's bl.aagh

BSD, Ruby, Rust, Rambling

gcstool / ruby-gcs

Efficient set membership with Golomb Compressed Sets

[rust] [ruby]

Similar to Bloom Filters, Golomb Compressed sets allow for space-efficient probablistic storage of sets. In other words, you can ask a GCS if it’s seen an object, and retrieve either “absolutely not” or “probably not” in response.

gcstool was my first Rust project, developed primarily to play about with the pwned-passwords-2.0.txt database.
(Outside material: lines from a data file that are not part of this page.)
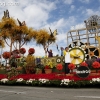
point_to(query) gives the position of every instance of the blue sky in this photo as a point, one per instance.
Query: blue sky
(56, 14)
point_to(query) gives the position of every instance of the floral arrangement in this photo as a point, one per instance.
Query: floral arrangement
(6, 55)
(59, 67)
(98, 60)
(22, 50)
(47, 67)
(50, 80)
(31, 51)
(71, 66)
(84, 64)
(96, 64)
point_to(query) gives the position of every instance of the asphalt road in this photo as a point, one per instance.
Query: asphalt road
(42, 93)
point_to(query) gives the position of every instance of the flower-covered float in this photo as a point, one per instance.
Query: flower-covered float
(22, 70)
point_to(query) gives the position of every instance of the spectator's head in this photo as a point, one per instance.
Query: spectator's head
(50, 50)
(66, 48)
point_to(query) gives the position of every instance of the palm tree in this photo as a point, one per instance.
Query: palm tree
(45, 39)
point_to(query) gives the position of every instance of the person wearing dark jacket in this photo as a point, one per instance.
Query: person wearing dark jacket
(50, 54)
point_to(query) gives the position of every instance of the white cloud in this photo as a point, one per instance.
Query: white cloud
(90, 12)
(85, 1)
(72, 8)
(78, 26)
(68, 1)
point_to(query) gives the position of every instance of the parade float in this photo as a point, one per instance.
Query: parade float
(49, 71)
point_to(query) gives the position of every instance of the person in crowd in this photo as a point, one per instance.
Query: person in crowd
(50, 54)
(68, 56)
(67, 59)
(62, 49)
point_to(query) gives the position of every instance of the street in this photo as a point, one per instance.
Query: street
(48, 93)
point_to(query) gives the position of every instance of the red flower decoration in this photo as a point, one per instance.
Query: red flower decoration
(47, 67)
(84, 64)
(22, 50)
(31, 51)
(6, 55)
(59, 67)
(96, 64)
(71, 66)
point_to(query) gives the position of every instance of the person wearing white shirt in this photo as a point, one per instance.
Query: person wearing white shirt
(67, 59)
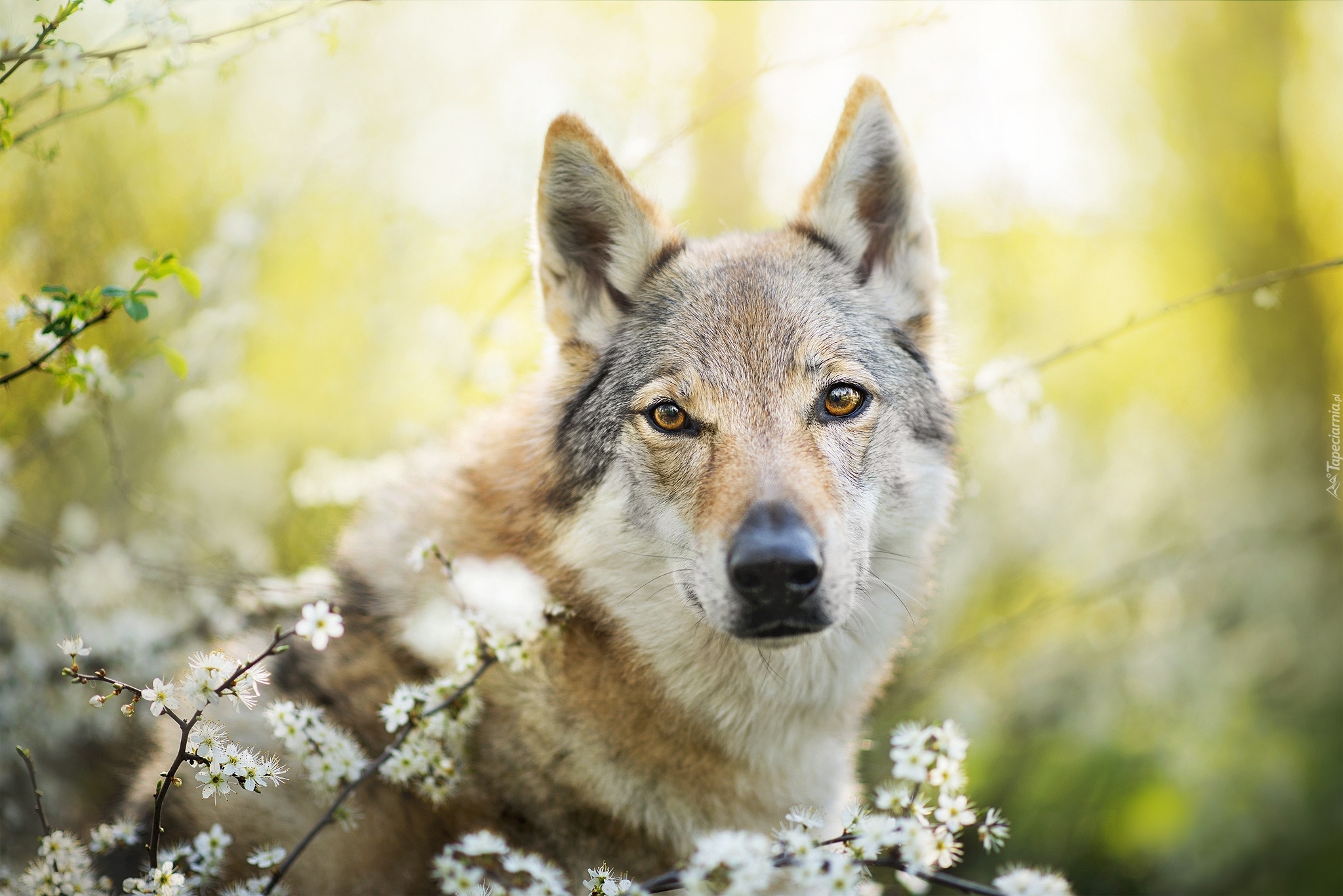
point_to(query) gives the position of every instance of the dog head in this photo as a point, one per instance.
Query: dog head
(763, 412)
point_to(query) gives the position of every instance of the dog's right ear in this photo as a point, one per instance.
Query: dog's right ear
(598, 237)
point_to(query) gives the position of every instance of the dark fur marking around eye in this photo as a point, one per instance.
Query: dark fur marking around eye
(900, 338)
(620, 299)
(583, 441)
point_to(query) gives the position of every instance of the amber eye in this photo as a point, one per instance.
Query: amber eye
(669, 417)
(844, 399)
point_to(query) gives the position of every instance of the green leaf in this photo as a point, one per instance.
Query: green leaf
(184, 275)
(188, 280)
(176, 363)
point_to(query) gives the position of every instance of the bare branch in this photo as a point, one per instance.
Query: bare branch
(37, 794)
(35, 51)
(1180, 304)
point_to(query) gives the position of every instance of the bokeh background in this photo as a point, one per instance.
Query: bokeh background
(1139, 618)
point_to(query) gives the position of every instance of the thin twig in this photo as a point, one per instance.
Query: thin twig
(37, 794)
(369, 773)
(161, 793)
(672, 880)
(205, 38)
(38, 362)
(1180, 304)
(66, 115)
(34, 52)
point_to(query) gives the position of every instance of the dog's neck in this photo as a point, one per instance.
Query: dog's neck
(771, 728)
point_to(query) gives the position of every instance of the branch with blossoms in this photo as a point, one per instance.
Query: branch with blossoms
(203, 745)
(430, 722)
(912, 827)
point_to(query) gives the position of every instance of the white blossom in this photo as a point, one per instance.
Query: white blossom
(1017, 880)
(65, 64)
(320, 623)
(74, 648)
(955, 811)
(730, 863)
(946, 848)
(994, 832)
(420, 553)
(1012, 386)
(214, 782)
(105, 837)
(483, 843)
(806, 817)
(397, 711)
(62, 867)
(198, 690)
(207, 739)
(329, 755)
(268, 856)
(159, 696)
(603, 882)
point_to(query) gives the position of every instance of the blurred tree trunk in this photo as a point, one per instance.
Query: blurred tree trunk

It can store all half a billion items with a false-positive rate of 1-in-50 million in just 1.6GB, importing them in just a few minutes, though with fairly high memory requirements.

% gcstool -H hex create -p 50000000 pwned-passwords-2.0.txt pwned-passwords-2.0-p50m.gcs
Estimated memory use for 501452315 items: 3825 MB.
^C now and get a better computer if memory constrained
Hashing: 25072615 of 501452315, 5.0%, 2785847/sec
Hashing: 501452300 of 501452315, 100.0%, 2639223/sec
Hashing complete in 190.42s
Normalise complete in 0.32s
Sort complete in 8.44s
Deduplicate complete in 1.19s
Encode: 25072615 of 501452315, 5.0%, 122306/sec
Encode: 501452300 of 501452315, 100.0%, 1649514/sec
Encode complete in 103.96s
Index complete in 0.04s
Complete in 304.65s
% du -h pwned-passwords-2.0-p50m.gcs
1.6G    pwned-passwords-2.0-p50m.gcs
% gcstool query pwned-passwords-2.0-p50m.gcs
Ready for queries on 501636842 items with a 1 in 50000000 false-positive rate.  ^D to exit.
> password
Found in 0.3ms
> not a leaked password
Not found in 1.7ms
> I love dogs
Found in 0.7ms
> I guess it works
Not found in 0.1ms

ruby-gcs is a reimplementation in Ruby, complete with construction and query capabilities. Somewhere in my to-do list is to make a plugin for the Rodauth authentication system using it for leaked password detection.

Two other Rust projects were spawned from this: linereader, a fast zero-copy line-oriented reader, and bitrw, a bitwise IO library.